Миллер смерил русских офицеров презрительным взглядом. Он уже десять лет служил в России и все десять лет слышал об этом сумасбродном докторишке, который всякий раз чинит препятствия закону и начальству. Почему не отстраняют его от должности? Почему не закуют в кандалы и не отправят к друзьям-каторжникам в сибирский острог? Почему сам генерал-губернатор Арсений Андреевич, который ненавидит Гааза, не выгонит его вон из Москвы?

— Добро вредно, если оно остановиль ход дель, который утвердиль закон, — произнес Миллер в поучение русским офицерам и спрятал в карман суконку.

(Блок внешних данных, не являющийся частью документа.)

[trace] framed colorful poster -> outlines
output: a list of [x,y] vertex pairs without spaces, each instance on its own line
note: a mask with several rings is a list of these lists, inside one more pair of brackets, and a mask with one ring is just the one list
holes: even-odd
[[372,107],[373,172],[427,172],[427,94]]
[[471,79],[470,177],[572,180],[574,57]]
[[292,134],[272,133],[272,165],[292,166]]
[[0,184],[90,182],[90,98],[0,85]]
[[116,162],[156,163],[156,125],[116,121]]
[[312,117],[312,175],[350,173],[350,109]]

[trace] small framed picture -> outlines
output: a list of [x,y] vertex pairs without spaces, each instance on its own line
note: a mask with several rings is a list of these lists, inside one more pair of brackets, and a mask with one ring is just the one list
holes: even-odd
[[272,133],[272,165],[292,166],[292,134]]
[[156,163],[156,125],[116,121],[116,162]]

Князев с Протасовым на всякий случай покивали согласно головами и полезли в карманы за табачком.

Миллер почувствовал, что они не верят в силу его слов, что они даже не почитают его за большого начальника, и от этого распалился злобой. Надо было сейчас же показать им, как должно офицеру служить своему императору.

— Стройте преступник, — приказал он.

— Рано, — раскурив самокрутку, пояснил Князев. — Одного еще перековывают, да и доктор не подошел.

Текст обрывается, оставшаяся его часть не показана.